Tidakkah tadi telah kukatakan, bahwa Undang-Undang Dasar yang kita pakai sekarang ini, malahan disebut Undang-Undang Dasar Sementara daripada negara Republik Indonesia? Apa sebab sementara? Yah…..oleh karena akhirnya nanti yang akan menentukan segala sesuatunya ialah konstituante.
Maka itu saudara-saudara, kita akan mengadakan pemilihan umum dua kali. Pertama, pada tanggal 29 September nanti, insya Allah, untuk memilih DPR. Kemudian pada tanggal 5 desember untuk memilih konstituante adalah Badan pembentuk Undang-Undang Dasar. Undang-Undang Dasar yang tetap. Konstituante adalah pembentuk konstitusi. Konstitusi berarti Undang-Undang Dasar. Undang-Undang Dasar tetap bagi negara Republik Indonesia, yang sampai sekarang ini segala-segalanya masih sementara.

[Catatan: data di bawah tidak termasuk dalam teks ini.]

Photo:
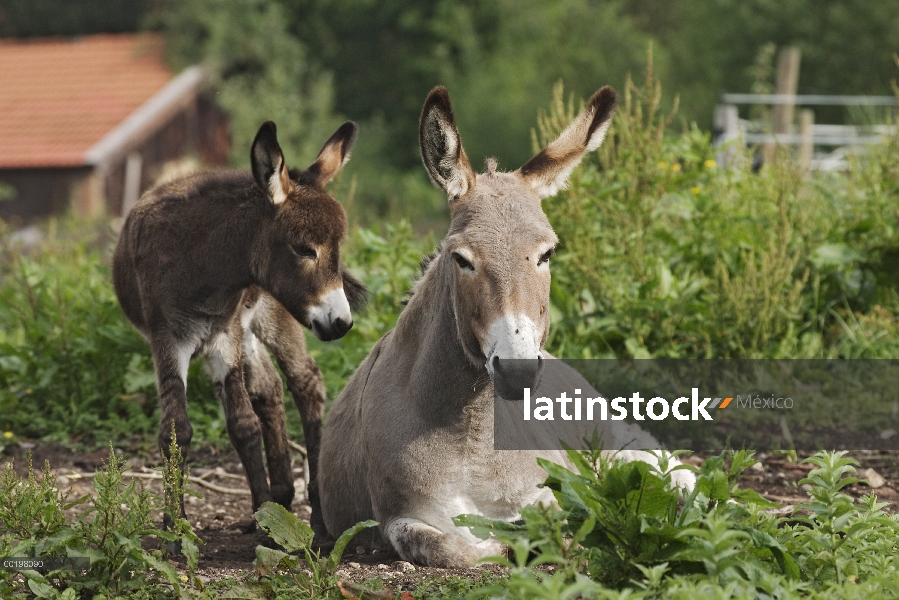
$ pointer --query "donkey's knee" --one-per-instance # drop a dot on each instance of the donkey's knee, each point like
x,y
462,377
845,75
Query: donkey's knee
x,y
183,433
418,542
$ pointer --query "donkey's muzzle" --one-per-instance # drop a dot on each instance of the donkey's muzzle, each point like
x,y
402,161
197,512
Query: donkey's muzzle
x,y
334,330
512,375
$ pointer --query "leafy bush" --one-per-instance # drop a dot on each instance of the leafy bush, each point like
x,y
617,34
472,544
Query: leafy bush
x,y
619,528
71,365
664,253
309,574
33,524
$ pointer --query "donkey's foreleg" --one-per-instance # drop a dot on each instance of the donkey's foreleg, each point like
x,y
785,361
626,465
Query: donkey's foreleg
x,y
286,339
267,397
171,360
224,362
424,544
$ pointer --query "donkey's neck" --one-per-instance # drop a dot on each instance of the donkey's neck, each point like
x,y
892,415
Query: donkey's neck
x,y
426,338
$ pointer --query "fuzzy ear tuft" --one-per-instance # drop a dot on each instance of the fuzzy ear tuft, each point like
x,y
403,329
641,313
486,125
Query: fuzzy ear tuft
x,y
441,146
334,154
268,166
548,172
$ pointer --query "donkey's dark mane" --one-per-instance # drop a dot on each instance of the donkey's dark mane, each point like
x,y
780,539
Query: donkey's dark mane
x,y
423,264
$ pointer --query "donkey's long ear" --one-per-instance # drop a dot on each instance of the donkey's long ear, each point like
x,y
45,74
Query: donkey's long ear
x,y
334,154
441,146
548,172
268,165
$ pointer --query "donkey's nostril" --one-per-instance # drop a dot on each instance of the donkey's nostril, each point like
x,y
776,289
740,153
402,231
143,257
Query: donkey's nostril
x,y
341,326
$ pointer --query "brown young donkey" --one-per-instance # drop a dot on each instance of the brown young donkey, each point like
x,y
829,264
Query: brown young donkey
x,y
213,264
409,441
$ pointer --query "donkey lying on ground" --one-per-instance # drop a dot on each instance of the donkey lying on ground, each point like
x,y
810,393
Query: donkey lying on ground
x,y
409,441
216,263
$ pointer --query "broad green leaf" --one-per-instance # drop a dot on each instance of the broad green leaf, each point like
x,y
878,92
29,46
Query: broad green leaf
x,y
283,527
344,539
268,559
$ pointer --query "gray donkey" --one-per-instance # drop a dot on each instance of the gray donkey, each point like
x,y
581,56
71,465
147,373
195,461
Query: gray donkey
x,y
409,441
216,263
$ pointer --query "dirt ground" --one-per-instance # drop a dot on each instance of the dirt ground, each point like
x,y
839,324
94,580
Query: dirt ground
x,y
223,519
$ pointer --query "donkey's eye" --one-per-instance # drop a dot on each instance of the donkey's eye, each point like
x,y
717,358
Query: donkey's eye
x,y
463,264
544,258
303,251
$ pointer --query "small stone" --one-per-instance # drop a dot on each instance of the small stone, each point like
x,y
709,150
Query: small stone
x,y
403,566
875,479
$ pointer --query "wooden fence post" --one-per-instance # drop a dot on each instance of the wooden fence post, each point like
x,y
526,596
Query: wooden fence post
x,y
787,83
807,139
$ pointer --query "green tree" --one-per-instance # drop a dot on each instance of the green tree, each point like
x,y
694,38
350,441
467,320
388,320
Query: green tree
x,y
260,72
29,18
847,46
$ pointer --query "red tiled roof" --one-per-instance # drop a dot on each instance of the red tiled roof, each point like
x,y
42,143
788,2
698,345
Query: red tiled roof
x,y
60,97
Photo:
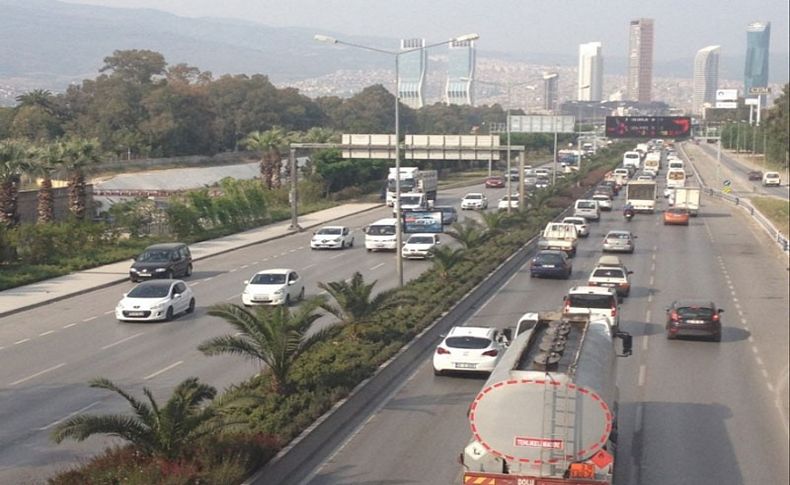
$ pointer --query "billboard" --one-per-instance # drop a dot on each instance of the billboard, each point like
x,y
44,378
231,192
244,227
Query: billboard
x,y
422,222
648,126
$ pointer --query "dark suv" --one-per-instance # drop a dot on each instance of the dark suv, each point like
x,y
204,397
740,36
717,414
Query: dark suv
x,y
170,260
694,318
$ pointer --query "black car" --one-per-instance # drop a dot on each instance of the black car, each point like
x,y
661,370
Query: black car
x,y
449,215
169,260
694,318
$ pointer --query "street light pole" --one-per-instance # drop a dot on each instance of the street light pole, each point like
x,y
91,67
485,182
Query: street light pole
x,y
396,54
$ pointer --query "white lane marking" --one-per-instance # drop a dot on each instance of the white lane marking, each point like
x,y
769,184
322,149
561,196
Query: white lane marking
x,y
78,411
33,376
162,371
121,341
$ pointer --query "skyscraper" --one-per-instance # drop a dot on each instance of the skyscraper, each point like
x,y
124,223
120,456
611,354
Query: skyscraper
x,y
640,60
412,69
758,35
706,78
551,86
590,72
460,72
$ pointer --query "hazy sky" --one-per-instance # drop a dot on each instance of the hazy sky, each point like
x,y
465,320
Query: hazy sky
x,y
542,26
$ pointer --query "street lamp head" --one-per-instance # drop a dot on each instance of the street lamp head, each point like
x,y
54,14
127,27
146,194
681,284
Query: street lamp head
x,y
324,39
466,37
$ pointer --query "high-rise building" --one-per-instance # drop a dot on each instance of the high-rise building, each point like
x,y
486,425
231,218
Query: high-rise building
x,y
758,35
551,87
460,72
640,60
706,78
412,69
590,72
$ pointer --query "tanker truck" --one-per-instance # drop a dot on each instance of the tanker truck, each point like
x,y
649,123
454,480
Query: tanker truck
x,y
547,415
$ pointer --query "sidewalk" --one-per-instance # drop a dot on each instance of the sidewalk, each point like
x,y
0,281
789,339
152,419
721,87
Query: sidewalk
x,y
30,296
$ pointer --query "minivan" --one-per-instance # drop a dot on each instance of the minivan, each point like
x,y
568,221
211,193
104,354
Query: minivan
x,y
169,260
381,235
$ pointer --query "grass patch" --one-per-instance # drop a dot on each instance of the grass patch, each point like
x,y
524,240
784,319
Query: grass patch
x,y
776,210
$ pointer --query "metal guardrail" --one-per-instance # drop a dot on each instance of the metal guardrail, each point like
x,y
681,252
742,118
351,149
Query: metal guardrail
x,y
742,202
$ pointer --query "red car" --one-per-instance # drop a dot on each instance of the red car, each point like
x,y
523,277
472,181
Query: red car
x,y
676,216
495,183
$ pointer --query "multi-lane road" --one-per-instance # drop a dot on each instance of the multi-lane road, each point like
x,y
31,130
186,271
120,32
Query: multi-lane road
x,y
691,412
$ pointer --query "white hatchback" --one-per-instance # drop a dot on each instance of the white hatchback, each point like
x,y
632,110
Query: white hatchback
x,y
155,300
332,237
273,287
469,349
419,246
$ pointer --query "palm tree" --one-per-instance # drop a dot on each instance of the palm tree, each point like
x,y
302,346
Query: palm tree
x,y
79,155
14,160
153,430
470,234
353,302
45,161
444,258
273,336
268,144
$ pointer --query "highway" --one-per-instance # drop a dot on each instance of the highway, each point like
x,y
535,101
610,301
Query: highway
x,y
691,411
50,353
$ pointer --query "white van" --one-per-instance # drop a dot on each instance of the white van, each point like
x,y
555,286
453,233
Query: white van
x,y
632,159
381,235
676,177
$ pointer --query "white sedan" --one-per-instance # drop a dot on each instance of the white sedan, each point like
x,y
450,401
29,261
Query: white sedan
x,y
474,200
419,246
469,349
273,287
155,300
332,237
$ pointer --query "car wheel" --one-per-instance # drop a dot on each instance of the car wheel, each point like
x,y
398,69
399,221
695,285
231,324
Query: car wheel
x,y
191,307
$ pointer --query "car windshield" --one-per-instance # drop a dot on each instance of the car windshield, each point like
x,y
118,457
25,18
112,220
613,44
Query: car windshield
x,y
381,230
420,240
590,301
149,291
608,273
154,256
618,235
467,342
695,312
268,279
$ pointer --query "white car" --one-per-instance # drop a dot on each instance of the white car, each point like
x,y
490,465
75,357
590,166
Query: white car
x,y
419,246
338,237
273,287
582,229
474,200
469,349
155,300
511,200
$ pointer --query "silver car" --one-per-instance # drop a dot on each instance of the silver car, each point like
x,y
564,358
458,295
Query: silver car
x,y
619,241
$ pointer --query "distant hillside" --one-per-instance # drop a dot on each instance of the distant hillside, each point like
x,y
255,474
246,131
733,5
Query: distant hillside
x,y
49,44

Tetapi, saudara-saudara, jikalau ditanya kepadaku “Apa yang berisi kalbu bapak ini akan permohonan kepada Allah SWT? Terus terang aku berkata, jikalau saudara-saudara membelah dada bung Karno ini, permohonanku kepada Allah SWT ialah, saudara-saudara bisa membaca didalam dada bung Karno memohon kepada Allah SWT supaya negera Republik Indonesia tetap berdasarkan Pancasila.
Yah…benar, bahwa segala sesuatunya adalah sementara. Tetapi aku berkata, bahwa Sang Merah Putih adalah sementara, adalah bendera Republik Indonesia pun sementara. Dan jikalau nanti konstituante bersidang, insya Allah, Saudara-saudaraku, siang dan malam bapak memohon kepada Allah SWT agar supaya konstituante tetap menetapkan bendera Sang Merah sebagai bendera negara Indonesia.
Aku minta kepadamu sekalian, janganlah memperdebatkan Sang Merah Putih ii . jangan ada satu pihak yang mengusulkan warna lain sebagai bendera Republik Indonesia.
Tahukah saudara-saudara, bahwa warna Merah Putih ini bukan buatan Republik Indonesia? Bukan buatan kita dari zaman pergerakan nasional. Apalagi bukan buatan bung Karno, bukan buatan bung Hatta! Enam ribu tahun sudah kita mengenal akan warna Merah Putih ini. Bukan beribu tahun, bukan dua ribu tahun, bukan tiga ribu tahun, bukan empat ribu tahun, bukan enam ribu tahun! Enaaaam….ribu tahun kita telah mengenal warna Merah Putih!